Based in Victoriaville, Quebec, the prolific electronic composer Charles Barabé has become a preeminent figure in the North American tape-label underground with a varied five-year streak of releases for notable imprints such as Jeunesse Cosmique, Orange Milk, Crash Symbols, and Astral Spirits. Encompassing screwball collage, synthesizer vision quests, and hyperreal ersatz-orchestral sonorities, his catalogue intrigues the listener with its stylistic volatility.
 
La lente histoire de l’oubli (The Slow History of Oblivion) his fourth release on Seattle’s Never Anything Records, offers yet another facet. Digital time-stretching—changing the duration of sound without altering its pitch—has become so ubiquitous that it has achieved meme status online. A search on YouTube for “800% slower” results in countless examples of the technique being applied to well-known pop songs, to both humorous and harrowing effect. Barabé’s cheeky decision to base this entire album’s gently oozing music around such a commonplace treatment is a bold choice in a field where innovative signal-processing is privileged and applauded. And some might struggle to see past it.
 
Yet if one surrenders to this characteristic surface quality—the diffuse pixelation of percussive attacks, soft quavering clouds, the steady seasick feeling—the ear almost forgets the source of this quality, and in a manner that’s deliciously evocative of the album’s title.
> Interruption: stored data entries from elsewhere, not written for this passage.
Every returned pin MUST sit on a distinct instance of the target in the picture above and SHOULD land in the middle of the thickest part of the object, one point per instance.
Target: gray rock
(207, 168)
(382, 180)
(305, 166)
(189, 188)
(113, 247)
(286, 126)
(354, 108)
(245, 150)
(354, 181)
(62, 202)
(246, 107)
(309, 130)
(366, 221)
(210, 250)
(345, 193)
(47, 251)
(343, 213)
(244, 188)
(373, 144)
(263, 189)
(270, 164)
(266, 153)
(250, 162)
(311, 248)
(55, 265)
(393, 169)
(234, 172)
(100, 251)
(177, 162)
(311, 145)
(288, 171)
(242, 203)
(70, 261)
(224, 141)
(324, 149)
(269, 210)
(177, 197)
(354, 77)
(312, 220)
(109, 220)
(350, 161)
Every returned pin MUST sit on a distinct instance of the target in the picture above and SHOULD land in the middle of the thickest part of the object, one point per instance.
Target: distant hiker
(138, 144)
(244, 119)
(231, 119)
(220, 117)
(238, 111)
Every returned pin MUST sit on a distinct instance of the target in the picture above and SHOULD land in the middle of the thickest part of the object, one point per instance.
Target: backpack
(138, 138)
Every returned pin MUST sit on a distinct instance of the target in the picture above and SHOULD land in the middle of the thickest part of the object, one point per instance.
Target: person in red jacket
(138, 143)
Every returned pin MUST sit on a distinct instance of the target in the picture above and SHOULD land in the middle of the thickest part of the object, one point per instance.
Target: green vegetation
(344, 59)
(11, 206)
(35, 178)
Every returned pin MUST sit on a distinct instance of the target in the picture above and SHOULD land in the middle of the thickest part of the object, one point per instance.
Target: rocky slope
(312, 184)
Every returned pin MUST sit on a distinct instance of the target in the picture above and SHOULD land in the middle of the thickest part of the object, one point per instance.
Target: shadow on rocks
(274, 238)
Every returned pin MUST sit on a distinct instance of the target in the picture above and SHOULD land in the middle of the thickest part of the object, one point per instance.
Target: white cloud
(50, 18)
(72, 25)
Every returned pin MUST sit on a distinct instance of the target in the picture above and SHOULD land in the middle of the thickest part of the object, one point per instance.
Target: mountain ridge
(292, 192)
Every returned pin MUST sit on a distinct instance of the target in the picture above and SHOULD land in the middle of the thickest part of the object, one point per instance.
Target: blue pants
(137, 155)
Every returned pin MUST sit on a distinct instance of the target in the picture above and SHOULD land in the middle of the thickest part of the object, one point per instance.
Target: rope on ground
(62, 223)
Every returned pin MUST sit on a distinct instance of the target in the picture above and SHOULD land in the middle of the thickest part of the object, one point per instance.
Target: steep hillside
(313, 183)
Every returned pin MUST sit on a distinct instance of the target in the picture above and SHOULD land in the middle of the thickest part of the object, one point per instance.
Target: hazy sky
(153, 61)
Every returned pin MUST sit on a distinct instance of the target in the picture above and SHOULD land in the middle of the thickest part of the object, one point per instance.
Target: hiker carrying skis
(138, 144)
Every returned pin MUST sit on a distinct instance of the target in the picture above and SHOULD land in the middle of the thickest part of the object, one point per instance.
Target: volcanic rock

As one comes to inhabit this precarious musical landscape, the artist’s careful, painterly approach grows increasingly audible. In abstract electronic music, digital manipulation is prevailingly used as a gesture that propels the narrative of a given work through dramatic timbral fluctuations; Barabé, however, allows other aspects of the compositions to drive while he wields the processing like a camera. The purpose is to present material from different angles and proximities, revealing and magnifying its various latent attributes.
 
In addition to providing a delicate new insight into Barabé’s elusive compositional identity, La lente histoire d’oubli’s gorgeous ethereal plumes gently assert a refreshing perspective on electronic music. It’s an astute reminder that, amidst the crusade to unlock the medium’s supposedly limitless possibilities, sometimes operating within familiar and transparent confines can be the catalyst for new and singular expressions.